Published on 12:00 AM, March 30, 2015

Lessons from a 'Grand Master'

Dozens of Asia's best and brightest government officials each year join what has become known as the "Mayors' Class" - studying good governance, economic management and how to make their countries work like Singapore.

As prime minister for its first three decades, Lee Kuan Yew raised a poor port from the bottom rungs of the third world to the first world in a single generation.

As it prepares to mark its 50th anniversary as a nation, Singapore is today an ultra-modern metropolis of almost six million people with higher per capita GDP than the United States, according to the World Bank.

Some say Singapore's story is sui generis: Something that could only happen in that time and place. But its remarkable performance has less to do with miraculous conditions than with Lee's model of disciplined, visionary leadership. Leaders of other aspiring-to-develop nations, and even the US, should take pages from Lee Kuan Yew's playbook to address current challenges.

Concept is good but result is the last word

First, Lee insisted that governance was first and foremost about results.

In his words, "the acid test of any legal system is not the greatness or the grandeur of its ideal concepts, but whether, in fact, it is able to produce order and justice."
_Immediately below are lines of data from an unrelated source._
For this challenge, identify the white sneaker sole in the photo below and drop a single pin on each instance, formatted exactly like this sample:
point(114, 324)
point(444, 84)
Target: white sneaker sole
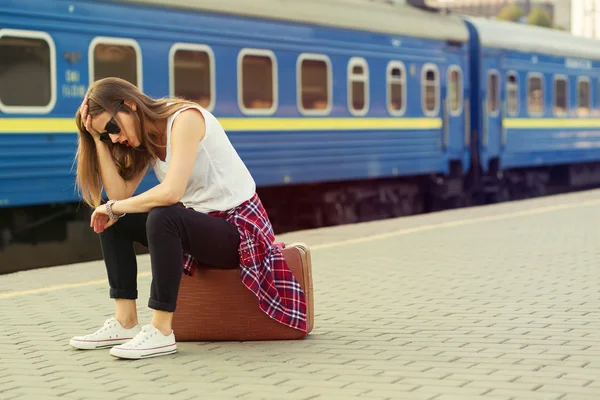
point(136, 354)
point(83, 344)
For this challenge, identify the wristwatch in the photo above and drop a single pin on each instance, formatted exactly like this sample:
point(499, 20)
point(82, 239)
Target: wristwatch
point(109, 210)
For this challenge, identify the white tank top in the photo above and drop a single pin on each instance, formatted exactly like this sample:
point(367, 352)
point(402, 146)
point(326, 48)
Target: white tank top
point(219, 180)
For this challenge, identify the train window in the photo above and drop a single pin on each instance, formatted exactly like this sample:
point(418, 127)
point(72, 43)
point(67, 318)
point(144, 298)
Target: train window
point(257, 74)
point(535, 94)
point(455, 89)
point(560, 95)
point(583, 96)
point(396, 88)
point(358, 86)
point(27, 72)
point(493, 93)
point(192, 73)
point(512, 93)
point(431, 88)
point(314, 84)
point(115, 57)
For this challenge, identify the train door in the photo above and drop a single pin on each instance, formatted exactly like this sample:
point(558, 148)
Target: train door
point(453, 110)
point(492, 110)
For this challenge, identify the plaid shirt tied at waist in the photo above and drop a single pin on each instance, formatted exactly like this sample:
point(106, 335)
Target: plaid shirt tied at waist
point(264, 270)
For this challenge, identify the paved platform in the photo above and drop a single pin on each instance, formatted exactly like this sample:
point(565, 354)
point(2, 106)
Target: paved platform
point(497, 302)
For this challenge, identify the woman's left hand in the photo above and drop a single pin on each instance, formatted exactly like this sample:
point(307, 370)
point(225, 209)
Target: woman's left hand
point(100, 219)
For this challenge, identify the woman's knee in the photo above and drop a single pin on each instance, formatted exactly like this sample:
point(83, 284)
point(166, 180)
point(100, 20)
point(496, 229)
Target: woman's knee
point(160, 218)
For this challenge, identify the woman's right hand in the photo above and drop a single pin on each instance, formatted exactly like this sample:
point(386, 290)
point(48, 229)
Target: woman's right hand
point(87, 120)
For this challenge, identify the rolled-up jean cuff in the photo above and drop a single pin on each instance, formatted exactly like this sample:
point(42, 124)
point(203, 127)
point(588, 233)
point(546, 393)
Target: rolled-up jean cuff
point(160, 306)
point(123, 294)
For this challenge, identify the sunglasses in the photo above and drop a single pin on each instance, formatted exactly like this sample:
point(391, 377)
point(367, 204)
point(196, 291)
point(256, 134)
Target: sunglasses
point(111, 128)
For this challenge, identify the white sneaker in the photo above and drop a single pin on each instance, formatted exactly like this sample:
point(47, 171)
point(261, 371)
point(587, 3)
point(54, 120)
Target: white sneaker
point(150, 342)
point(111, 334)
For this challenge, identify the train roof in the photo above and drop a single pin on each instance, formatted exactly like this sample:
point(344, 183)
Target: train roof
point(383, 16)
point(534, 39)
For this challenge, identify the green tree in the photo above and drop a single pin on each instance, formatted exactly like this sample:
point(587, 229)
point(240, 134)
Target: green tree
point(511, 12)
point(539, 17)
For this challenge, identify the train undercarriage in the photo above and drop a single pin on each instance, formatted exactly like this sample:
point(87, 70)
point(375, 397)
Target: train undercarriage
point(41, 236)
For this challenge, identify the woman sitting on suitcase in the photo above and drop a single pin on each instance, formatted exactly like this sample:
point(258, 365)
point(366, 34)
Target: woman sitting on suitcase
point(204, 211)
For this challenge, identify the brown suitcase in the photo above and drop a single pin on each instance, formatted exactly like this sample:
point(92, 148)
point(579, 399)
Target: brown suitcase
point(214, 304)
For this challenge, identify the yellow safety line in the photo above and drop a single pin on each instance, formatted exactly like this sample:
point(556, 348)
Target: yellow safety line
point(400, 232)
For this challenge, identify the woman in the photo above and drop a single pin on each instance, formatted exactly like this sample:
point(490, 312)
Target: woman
point(204, 211)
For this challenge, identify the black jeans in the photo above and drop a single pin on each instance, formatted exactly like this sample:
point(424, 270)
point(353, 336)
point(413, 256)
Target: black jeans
point(167, 232)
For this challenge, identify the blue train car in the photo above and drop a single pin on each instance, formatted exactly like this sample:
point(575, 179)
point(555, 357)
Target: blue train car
point(536, 109)
point(339, 108)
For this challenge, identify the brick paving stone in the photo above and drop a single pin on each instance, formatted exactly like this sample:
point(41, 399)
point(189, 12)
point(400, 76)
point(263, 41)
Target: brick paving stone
point(497, 302)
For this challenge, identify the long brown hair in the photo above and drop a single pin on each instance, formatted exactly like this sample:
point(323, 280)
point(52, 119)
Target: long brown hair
point(106, 95)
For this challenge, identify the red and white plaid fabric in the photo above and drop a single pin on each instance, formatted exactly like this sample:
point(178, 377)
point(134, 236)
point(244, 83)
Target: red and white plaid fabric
point(264, 271)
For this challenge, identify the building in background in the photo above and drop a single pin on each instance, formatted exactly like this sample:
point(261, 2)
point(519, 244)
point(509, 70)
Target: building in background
point(585, 18)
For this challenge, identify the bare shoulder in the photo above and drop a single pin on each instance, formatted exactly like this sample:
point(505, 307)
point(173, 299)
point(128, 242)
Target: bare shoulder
point(189, 123)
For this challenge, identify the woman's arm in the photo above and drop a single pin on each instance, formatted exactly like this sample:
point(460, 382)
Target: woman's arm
point(116, 188)
point(188, 130)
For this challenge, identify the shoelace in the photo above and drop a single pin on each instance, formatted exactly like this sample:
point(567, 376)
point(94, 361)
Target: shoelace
point(106, 325)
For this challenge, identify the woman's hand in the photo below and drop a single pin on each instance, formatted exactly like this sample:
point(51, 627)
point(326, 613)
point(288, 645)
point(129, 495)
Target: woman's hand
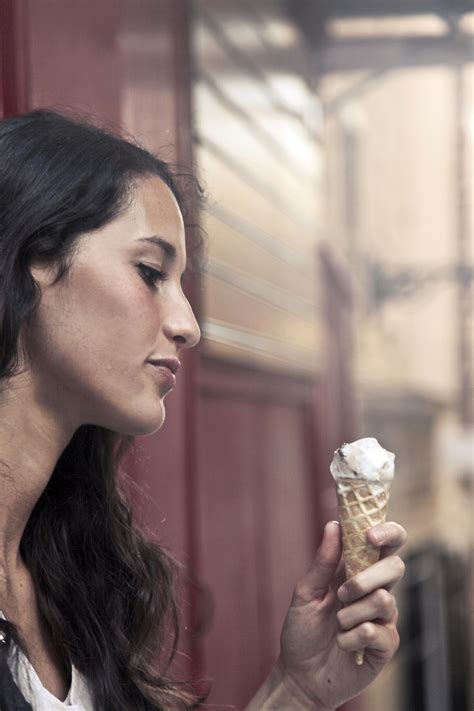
point(328, 621)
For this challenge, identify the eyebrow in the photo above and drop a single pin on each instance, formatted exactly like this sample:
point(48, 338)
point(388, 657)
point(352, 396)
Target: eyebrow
point(168, 248)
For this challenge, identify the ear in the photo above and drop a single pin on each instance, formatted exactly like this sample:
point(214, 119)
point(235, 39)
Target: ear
point(43, 273)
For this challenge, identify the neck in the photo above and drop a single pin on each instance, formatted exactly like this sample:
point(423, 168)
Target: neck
point(32, 438)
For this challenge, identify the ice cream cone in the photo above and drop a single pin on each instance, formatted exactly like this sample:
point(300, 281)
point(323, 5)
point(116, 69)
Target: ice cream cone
point(361, 506)
point(363, 472)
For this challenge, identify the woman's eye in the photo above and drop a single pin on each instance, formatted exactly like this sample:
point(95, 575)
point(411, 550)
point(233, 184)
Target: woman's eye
point(151, 276)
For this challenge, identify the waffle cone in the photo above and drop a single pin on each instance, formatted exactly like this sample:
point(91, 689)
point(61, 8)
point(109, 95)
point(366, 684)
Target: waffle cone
point(361, 506)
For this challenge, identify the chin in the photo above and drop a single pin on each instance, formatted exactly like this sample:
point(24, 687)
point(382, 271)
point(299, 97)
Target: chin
point(142, 424)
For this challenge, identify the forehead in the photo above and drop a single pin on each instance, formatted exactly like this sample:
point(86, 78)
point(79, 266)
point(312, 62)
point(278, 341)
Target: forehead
point(152, 210)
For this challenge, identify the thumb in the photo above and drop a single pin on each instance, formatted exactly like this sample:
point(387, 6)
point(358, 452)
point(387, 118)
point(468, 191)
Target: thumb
point(326, 561)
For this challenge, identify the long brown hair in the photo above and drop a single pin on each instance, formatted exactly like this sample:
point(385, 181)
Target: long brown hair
point(104, 590)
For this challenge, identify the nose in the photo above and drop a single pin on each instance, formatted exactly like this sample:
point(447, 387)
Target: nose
point(180, 324)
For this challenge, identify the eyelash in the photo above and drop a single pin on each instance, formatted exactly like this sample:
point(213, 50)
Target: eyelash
point(151, 276)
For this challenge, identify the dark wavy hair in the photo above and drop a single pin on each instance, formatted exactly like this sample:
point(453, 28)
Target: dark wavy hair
point(105, 592)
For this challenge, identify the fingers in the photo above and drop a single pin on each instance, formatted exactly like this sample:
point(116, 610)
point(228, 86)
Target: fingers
point(384, 574)
point(317, 580)
point(379, 605)
point(383, 639)
point(388, 536)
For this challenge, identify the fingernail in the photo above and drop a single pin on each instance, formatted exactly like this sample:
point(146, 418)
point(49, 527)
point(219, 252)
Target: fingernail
point(343, 594)
point(378, 534)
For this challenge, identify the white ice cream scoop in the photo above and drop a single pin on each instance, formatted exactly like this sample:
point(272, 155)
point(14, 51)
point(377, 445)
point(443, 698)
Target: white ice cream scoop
point(363, 459)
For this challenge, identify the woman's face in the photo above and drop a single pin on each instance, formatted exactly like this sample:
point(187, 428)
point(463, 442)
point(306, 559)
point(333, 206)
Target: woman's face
point(120, 306)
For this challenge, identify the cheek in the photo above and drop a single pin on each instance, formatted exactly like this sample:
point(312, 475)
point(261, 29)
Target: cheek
point(91, 329)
About the core purposes of government, he was crystal clear. In terms America's founding fathers would recognize, he believed that "the ultimate test of the value of a political system is whether it helps that society establish conditions which improve the standard of living for the majority of its people, plus enabling the maximum of personal freedoms compatible with the freedoms of others in society."

Moral leadership

Second, superior performance requires superior leadership.

Lee demanded of leaders both intellectual and moral superiority. Contrary to modern Western democratic theory that emphasizes citizens' participation in governance, his views were closer to Plato's conception of the "guardians," or China's historical Mandarins. Good government requires most of all leaders who put the public good unquestionably above their own personal interests. He was disappointed by many of his counterparts who failed that test.

Equal opportunity

Third, successful societies guarantee strict equality of opportunity for all individuals, but are realistic about the fact that this will yield substantial inequalities in outcomes. For Lee, the essence of a successful society was intense competition on a level playing field that allows each individual to achieve his or her maximum. As he put it, the leader's objective was to "build up a society in which people will be rewarded not according to the amount of property they own, but according to their active contribution to society in physical or mental labor."

Discipline, not democracy

Fourth, about democracy, particularly Western liberal democracy, Lee had serious reservations.

In part, this attitude stemmed from his own experience, but it also reflected a deeper philosophical aversion to ideologies. As he liked to say, "the acid test is performance, not promises. The millions dispossessed in Asia care not and know not of theory. They want a better life. They want a more equal, just society."

Lee enjoyed engaging American critics who insisted that without democracy Singapore could not develop an advanced economy. In contrast, he argued that what most countries needed was more "discipline," rather than democracy.